Convenience procedures
These procedures are built from the previous four and are provided for convenience.
[procedure] (try PROC) => PROCConverts a binary predicate procedure to a binary procedure that returns its right argument when the predicate is true, and false otherwise.
[procedure] (char CHAR) => MATCHERMatches a single character.
[procedure] (pos MATCHER) => MATCHERPositive closure. Analogous to +.
[procedure] (opt MATCHER) => MATCHEROptional pattern. Analogous to ?.
[procedure] (set CHAR-SET) => MATCHERMatches any of a SRFI-14 set of characters.
[procedure] (range CHAR CHAR) => MATCHERMatches a range of characters. Analogous to character class [].
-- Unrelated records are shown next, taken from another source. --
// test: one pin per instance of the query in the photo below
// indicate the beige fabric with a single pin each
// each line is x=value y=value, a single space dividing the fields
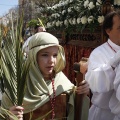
x=37 y=89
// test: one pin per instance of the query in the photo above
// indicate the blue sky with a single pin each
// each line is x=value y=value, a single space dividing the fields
x=5 y=5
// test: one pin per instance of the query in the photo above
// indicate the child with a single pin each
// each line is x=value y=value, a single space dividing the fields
x=46 y=80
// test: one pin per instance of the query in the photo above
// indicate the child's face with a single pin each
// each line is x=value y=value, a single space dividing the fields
x=46 y=59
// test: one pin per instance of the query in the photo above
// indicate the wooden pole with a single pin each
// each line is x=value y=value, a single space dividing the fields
x=82 y=101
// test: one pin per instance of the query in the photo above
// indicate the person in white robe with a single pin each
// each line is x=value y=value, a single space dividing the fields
x=101 y=69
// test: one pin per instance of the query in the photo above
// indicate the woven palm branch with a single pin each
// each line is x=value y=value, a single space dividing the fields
x=13 y=66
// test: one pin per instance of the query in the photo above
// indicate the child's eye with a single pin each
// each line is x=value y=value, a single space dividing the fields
x=44 y=54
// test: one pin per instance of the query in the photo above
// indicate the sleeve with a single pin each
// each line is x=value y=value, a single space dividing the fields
x=117 y=82
x=100 y=74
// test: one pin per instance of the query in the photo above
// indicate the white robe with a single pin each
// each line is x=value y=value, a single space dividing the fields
x=115 y=99
x=100 y=76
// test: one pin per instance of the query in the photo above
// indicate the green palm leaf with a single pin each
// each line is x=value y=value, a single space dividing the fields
x=13 y=67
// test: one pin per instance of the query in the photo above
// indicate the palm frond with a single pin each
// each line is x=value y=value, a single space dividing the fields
x=14 y=68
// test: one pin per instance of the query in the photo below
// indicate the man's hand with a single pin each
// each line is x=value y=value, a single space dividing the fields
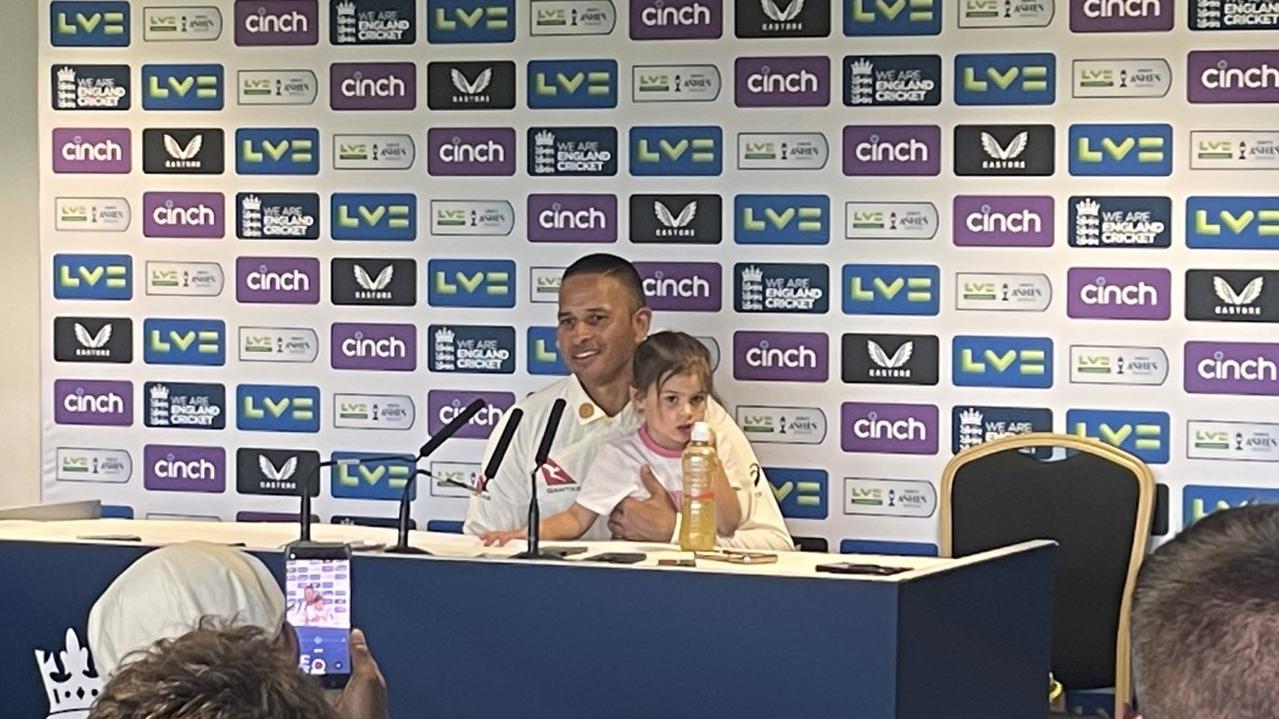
x=645 y=520
x=365 y=696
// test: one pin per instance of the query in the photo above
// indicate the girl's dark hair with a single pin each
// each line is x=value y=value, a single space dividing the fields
x=668 y=353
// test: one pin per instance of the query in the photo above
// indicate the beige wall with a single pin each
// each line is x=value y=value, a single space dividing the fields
x=19 y=260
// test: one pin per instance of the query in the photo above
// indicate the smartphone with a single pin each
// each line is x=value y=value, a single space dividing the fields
x=317 y=604
x=851 y=568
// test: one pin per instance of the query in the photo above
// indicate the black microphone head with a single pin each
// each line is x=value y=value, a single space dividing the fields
x=553 y=420
x=450 y=429
x=499 y=452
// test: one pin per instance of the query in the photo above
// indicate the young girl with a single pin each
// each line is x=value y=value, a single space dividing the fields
x=670 y=390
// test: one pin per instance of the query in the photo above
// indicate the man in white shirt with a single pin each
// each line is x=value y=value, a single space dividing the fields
x=603 y=316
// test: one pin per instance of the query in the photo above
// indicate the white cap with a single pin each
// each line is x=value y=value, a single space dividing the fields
x=701 y=431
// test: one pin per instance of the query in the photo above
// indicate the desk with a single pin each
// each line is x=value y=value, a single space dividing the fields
x=461 y=636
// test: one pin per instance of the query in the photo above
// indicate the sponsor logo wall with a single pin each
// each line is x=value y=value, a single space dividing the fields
x=267 y=246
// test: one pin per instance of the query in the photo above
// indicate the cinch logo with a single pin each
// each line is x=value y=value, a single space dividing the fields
x=471 y=86
x=1141 y=434
x=1027 y=78
x=482 y=349
x=443 y=406
x=276 y=22
x=278 y=215
x=892 y=79
x=96 y=151
x=278 y=280
x=892 y=289
x=677 y=219
x=88 y=24
x=785 y=288
x=278 y=408
x=1121 y=221
x=184 y=468
x=372 y=22
x=564 y=85
x=782 y=18
x=381 y=218
x=374 y=347
x=693 y=150
x=183 y=151
x=182 y=87
x=677 y=19
x=278 y=151
x=888 y=429
x=471 y=21
x=782 y=219
x=184 y=342
x=544 y=355
x=94 y=339
x=801 y=494
x=471 y=151
x=370 y=480
x=184 y=406
x=889 y=358
x=800 y=357
x=1118 y=293
x=90 y=87
x=1121 y=15
x=1003 y=221
x=572 y=218
x=276 y=471
x=1121 y=150
x=372 y=86
x=783 y=82
x=1004 y=150
x=471 y=283
x=1232 y=367
x=682 y=287
x=972 y=426
x=892 y=150
x=899 y=17
x=1201 y=500
x=183 y=214
x=94 y=402
x=92 y=276
x=1002 y=361
x=1232 y=76
x=374 y=280
x=1232 y=223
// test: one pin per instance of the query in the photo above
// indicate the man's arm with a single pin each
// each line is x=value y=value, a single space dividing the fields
x=504 y=503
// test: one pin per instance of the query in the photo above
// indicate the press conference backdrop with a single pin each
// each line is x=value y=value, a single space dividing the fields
x=282 y=230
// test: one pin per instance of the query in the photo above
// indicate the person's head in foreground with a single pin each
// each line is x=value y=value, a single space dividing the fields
x=210 y=673
x=672 y=387
x=1205 y=619
x=169 y=591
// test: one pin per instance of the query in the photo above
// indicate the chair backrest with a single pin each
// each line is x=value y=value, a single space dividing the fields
x=1096 y=503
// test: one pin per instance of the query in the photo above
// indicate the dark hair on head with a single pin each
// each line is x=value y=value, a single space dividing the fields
x=1205 y=619
x=211 y=673
x=668 y=353
x=610 y=266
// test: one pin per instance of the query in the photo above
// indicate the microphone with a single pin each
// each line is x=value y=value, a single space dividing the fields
x=439 y=438
x=535 y=516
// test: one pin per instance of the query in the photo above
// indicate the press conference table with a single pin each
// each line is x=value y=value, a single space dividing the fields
x=459 y=635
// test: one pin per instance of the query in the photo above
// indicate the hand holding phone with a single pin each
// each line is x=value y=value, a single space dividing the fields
x=317 y=603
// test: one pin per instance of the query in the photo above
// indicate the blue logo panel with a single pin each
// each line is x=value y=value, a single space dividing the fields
x=1141 y=434
x=677 y=151
x=782 y=219
x=184 y=342
x=1117 y=150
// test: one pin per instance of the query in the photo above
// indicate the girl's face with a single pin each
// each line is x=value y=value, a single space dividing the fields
x=670 y=410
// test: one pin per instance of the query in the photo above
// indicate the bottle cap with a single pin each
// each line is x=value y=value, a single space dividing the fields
x=701 y=431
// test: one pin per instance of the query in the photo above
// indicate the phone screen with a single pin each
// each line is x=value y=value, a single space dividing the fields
x=319 y=608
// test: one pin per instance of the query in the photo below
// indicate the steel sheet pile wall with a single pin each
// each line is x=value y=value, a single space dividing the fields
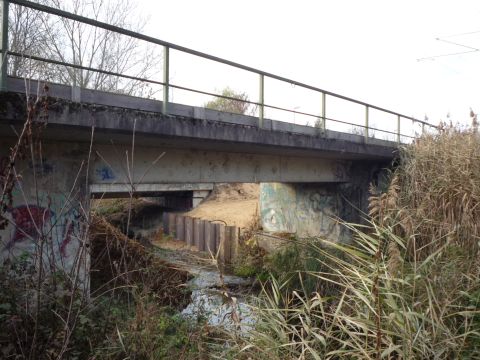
x=204 y=235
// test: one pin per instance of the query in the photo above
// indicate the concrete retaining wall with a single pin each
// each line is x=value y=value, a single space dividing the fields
x=49 y=205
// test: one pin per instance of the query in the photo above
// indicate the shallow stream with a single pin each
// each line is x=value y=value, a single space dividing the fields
x=218 y=300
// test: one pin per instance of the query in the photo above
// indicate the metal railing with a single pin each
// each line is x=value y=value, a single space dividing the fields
x=166 y=84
[procedure] (lit STRING) => MATCHERMatches a literal string s.
Lexer procedures
[procedure] (longest STREAM-LIST) => STREAMTakes the resulting streams produced by the application of a pattern on a stream (or streams) and selects the longest match if one exists. If STREAM-LIST is empty, it returns #F.
[procedure] (lex MATCHER STRING) => CHAR-LISTlex takes a pattern and a string, turns the string into a list of streams (containing one stream), applies the pattern, and returns the longest match.
Examples
(define a-pat (tok #\a (try char=?))) (define b-pat (tok #\b (try char=?))) (define a-then-b-pat (seq (list a-pat b-pat))) (define a-or-b-pat (seq (list a-pat b-pat))) (define a-star-pat (star a-pat)) (define abc-stream (list `(() ,(string->list "abc"))))
(print (a-pat abc-stream)) (print (b-pat abc-stream)) (print (a-then-b-pat abc-stream)) (print (a-or-b-pat abc-stream)) (print (a-star-pat abc-stream))
;; A pattern to match floating point numbers. ;; "-"?(([0-9]+(\\.[0-9]+)?)|(\\.[0-9]+))([eE][+-]?[0-9]+)?
(define numpat (let* ((digit (range #\0 #\9)) (digits (pos digit)) (fraction (seq `(,(char #\.) ,digits))) (significand (bar `(,(seq `(,digits ,(opt fraction))) ,fraction))) (exp (seq `(,(set "eE") ,(opt (set "+-")) ,digits))) (sign (opt (char #\-)) )) (seq `(,sign ,(seq `(,significand ,(opt exp))))))) (print (lex numpat "3.45e-6"))
Requires
Version History
- 1.2 Added procedures try and tok (supersedes pred)
- 1.0 Initial release
License
Based on the SML lexer generator by Thant Tessman.
Copyright 2009 Ivan Raikov. All rights reserved. Redistribution and use in source and binary forms, with or without modification, are permitted provided that the following conditions are met: Redistributions of source code must retain the above copyright notice, this list of conditions and the following disclaimer. Redistributions in binary form must reproduce the above copyright notice, this list of conditions and the following disclaimer in the documentation and/or other materials provided with the distribution. Neither the name of the author nor the names of its contributors may be used to endorse or promote products derived from this software without specific prior written permission. THIS SOFTWARE IS PROVIDED BY THE COPYRIGHT HOLDERS AND CONTRIBUTORS "AS IS" AND ANY EXPRESS OR IMPLIED WARRANTIES, INCLUDING, BUT NOT LIMITED TO, THE IMPLIED WARRANTIES OF MERCHANTABILITY AND FITNESS FOR A PARTICULAR PURPOSE ARE DISCLAIMED. IN NO EVENT SHALL THE COPYRIGHT HOLDERS OR CONTRIBUTORS BE LIABLE FOR ANY DIRECT, INDIRECT, INCIDENTAL, SPECIAL, EXEMPLARY, OR CONSEQUENTIAL DAMAGES (INCLUDING, BUT NOT LIMITED TO, PROCUREMENT OF SUBSTITUTE GOODS OR SERVICES; LOSS OF USE, DATA, OR PROFITS; OR BUSINESS INTERRUPTION) HOWEVER CAUSED AND ON ANY THEORY OF LIABILITY, WHETHER IN CONTRACT, STRICT LIABILITY, OR TORT (INCLUDING NEGLIGENCE OR OTHERWISE) ARISING IN ANY WAY OUT OF THE USE OF THIS SOFTWARE, EVEN IF ADVISED OF THE POSSIBILITY OF SUCH DAMAGE.